Piccolo Cafe’s Porchetta Panino is the Real Deal
There are some foods that I just find irresistible. Porchetta is a perfect example. Fatty, well-seasoned, roast pork with the skin on? How can anyone but the strictest vegetarian turn that down? I sure can’t, which is why on a recent trip to Piccolo Cafe (Madison Ave. btw 37th+38th), I was sold on their Porchetta Panino as soon as I saw it on the menu.
The Porchetta Panino is a special at Piccolo Cafe, but according to the staff it’s always the special, you just won’t see it on their online menu. That’s a sneaky move, but I’ll forgive them, because I haven’t seen a proper porchetta sandwich anywhere else in Midtown.
At $10, the Porchetta Panino comes on a fairly large and immensely good ciabatta roll. The bread is yeasty and soft, but with a supremely crunchy crust, especially after a toasting trip to the oven that leaves it with a nice char on top. But enough bread, you want to hear about the pork.
Lot’s of places in Midtown, Treehaus for instance, offer porchetta that is sliced thin on a deli slicer. It’s tasty, but lacks the unctuousness (and crispy pork skin!) that you get from a good thick slab of the stuff. Piccolo gives you a slice of pork that’s a good half inch thick, with plenty of pork skin. The skin itself is not as crispy as it could be. It’s more chewy instead, but still offers a textural contrast, and is still tasty. The meat itself is moist and juicy, with plenty of fat mixed in, and you can definitely taste the herbs that porchetta is normally stuffed with, especially rosemary. The slice of pork didn’t perfectly fit the roll, leaving some corners porkless and sad, but the porchetta was really good, so I can forgive that.
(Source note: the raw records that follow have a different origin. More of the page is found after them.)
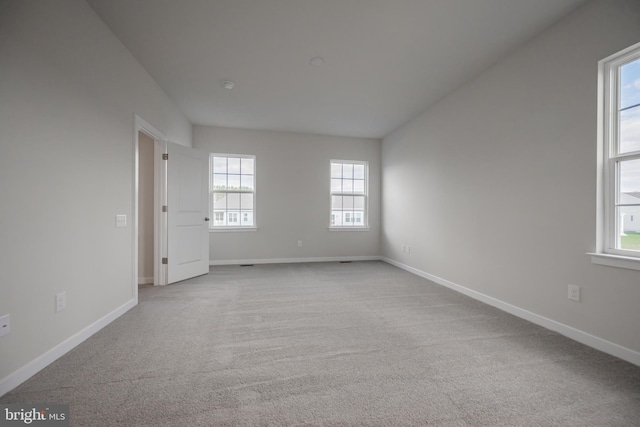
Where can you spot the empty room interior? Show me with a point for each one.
(321, 212)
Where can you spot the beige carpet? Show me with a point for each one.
(330, 344)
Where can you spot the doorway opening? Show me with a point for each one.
(146, 228)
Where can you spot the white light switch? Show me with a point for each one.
(121, 221)
(5, 327)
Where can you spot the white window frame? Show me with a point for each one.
(364, 225)
(607, 252)
(238, 225)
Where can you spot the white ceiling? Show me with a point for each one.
(386, 61)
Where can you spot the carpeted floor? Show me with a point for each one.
(330, 344)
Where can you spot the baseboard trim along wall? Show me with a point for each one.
(39, 363)
(293, 260)
(605, 346)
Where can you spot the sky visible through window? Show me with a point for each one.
(629, 125)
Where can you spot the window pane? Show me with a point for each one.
(219, 165)
(246, 182)
(246, 166)
(336, 217)
(630, 84)
(247, 218)
(246, 201)
(629, 132)
(234, 165)
(336, 185)
(358, 186)
(347, 202)
(234, 182)
(347, 170)
(336, 170)
(628, 228)
(629, 177)
(233, 201)
(347, 186)
(219, 201)
(219, 181)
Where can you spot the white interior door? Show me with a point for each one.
(188, 209)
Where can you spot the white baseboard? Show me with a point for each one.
(293, 260)
(605, 346)
(145, 280)
(16, 378)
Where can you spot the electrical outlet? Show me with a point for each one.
(5, 327)
(61, 301)
(121, 221)
(574, 292)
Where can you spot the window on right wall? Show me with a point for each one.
(349, 191)
(620, 120)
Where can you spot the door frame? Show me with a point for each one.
(159, 199)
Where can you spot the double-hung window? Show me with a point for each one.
(620, 120)
(348, 194)
(233, 191)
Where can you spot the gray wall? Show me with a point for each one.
(494, 187)
(292, 192)
(69, 93)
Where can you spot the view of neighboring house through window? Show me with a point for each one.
(621, 108)
(232, 189)
(348, 194)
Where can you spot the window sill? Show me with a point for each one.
(348, 228)
(611, 260)
(232, 229)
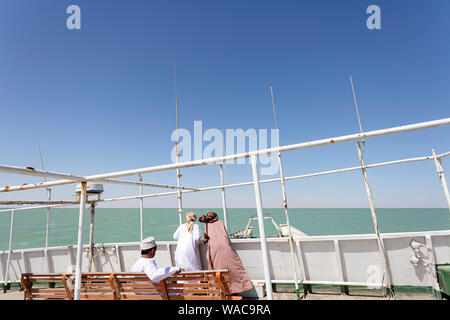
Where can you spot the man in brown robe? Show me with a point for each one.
(220, 255)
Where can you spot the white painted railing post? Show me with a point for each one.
(141, 208)
(224, 204)
(291, 240)
(440, 171)
(179, 196)
(374, 218)
(80, 242)
(91, 239)
(11, 231)
(262, 233)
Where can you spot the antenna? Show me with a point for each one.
(176, 112)
(273, 105)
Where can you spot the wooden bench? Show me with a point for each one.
(193, 285)
(33, 292)
(94, 286)
(196, 285)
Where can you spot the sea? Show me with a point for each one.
(114, 225)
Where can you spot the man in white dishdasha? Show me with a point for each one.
(146, 263)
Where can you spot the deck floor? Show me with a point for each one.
(16, 294)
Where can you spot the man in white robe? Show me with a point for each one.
(146, 263)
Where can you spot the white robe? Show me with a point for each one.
(185, 254)
(155, 274)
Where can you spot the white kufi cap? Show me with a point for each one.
(148, 243)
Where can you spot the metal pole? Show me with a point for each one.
(224, 204)
(374, 217)
(291, 240)
(180, 205)
(141, 208)
(80, 241)
(10, 247)
(91, 239)
(440, 171)
(262, 234)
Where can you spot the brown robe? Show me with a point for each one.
(220, 255)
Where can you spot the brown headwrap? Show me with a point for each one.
(209, 218)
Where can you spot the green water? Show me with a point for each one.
(122, 225)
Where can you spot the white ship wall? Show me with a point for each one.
(353, 259)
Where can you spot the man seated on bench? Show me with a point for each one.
(147, 263)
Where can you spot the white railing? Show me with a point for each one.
(253, 155)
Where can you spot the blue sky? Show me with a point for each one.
(101, 99)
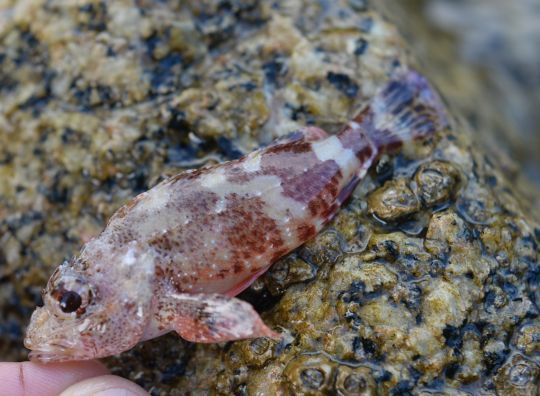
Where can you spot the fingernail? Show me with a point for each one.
(116, 392)
(106, 385)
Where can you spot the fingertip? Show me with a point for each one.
(45, 379)
(105, 385)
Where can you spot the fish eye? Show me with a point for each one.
(69, 294)
(70, 301)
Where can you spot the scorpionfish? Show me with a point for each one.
(174, 257)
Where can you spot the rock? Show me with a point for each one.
(393, 201)
(436, 182)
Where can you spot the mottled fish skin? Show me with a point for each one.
(174, 257)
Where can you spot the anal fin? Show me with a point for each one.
(209, 318)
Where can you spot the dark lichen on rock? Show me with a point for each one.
(425, 283)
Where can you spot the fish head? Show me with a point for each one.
(89, 313)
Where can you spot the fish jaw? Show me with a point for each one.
(46, 347)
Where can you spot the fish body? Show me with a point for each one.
(174, 257)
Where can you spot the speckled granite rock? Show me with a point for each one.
(425, 283)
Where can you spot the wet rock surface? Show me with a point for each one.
(425, 283)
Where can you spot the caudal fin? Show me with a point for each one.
(407, 108)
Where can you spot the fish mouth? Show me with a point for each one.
(45, 348)
(55, 351)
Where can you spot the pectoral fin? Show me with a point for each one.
(212, 318)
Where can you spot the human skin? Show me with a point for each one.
(74, 378)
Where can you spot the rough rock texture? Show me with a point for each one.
(425, 283)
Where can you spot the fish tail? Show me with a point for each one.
(407, 108)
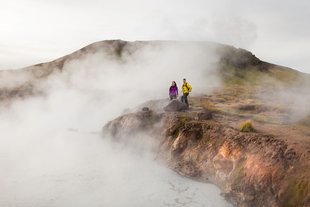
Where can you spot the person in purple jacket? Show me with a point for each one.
(173, 91)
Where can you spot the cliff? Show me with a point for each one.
(255, 168)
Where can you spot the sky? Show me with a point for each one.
(33, 31)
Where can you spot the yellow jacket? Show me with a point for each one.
(186, 87)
Accompanying the pork is some lightly sauteed red onions, which compliment it nicely, and arugula. There’s also a drizzle of balsamic vinegar that I think was reduced down to a more syrupy consistency and, together with the peppery arugula and red onions, cut through the fattiness of the pork quite well. The whole package is, simply put, a nice simple sandwich.
One small complaint though, besides the skin’s lack of crispiness, is that the sandwich could use some more seasoning. Porchetta is usually pretty heavily salted, so I was surprised that I needed to add any. If you’re like me though, you stockpile salt and pepper packets at your desk for precisely this sort of situation, so it’s not too big a deal.
I didn’t go to Piccolo Cafe intending to get porchetta. I was actually going to try their Tuna Focaccia, which Serious Eats recently recommended in its guide of ‘Where to Eat Near Penn Station, NYC’. We haven’t given Piccolo’s sandwiches the most shining reviews in the past, so I was skeptical but willing to give it a shot.
Like its Porchetta Panino, Piccolo Cafe’s Tuna Focaccia is a simple sandwich: ‘melted’ Sicilian tuna, black pepper, tomato, and focaccia. But like the Porchetta Panino, it’s also quite good.
When I first looked at the $9 tuna sandwich, I didn’t want to like it. It looked kind of small and, come on, it’s just a tuna sandwich. But after a few bites, I was sold. There’s just something about its simple combination of ingredients that just works. The toasted focaccia tastes of good olive oil, the tuna is well-seasoned and not obliterated by too much mayonnaise, and the tomatoes are ruby red and ripe. It may not be worth $9, but it’s still a well-made sandwich, though I expect it loses something when tomatoes are out of season.
So there you have it. Piccolo Cafe can put out some tasty sandwiches. If you’re a tuna sandwich lover, by all means give their Tuna Focaccia a try, but if you want the good stuff, get the Porchetta Panino. It’s pretty irresistible.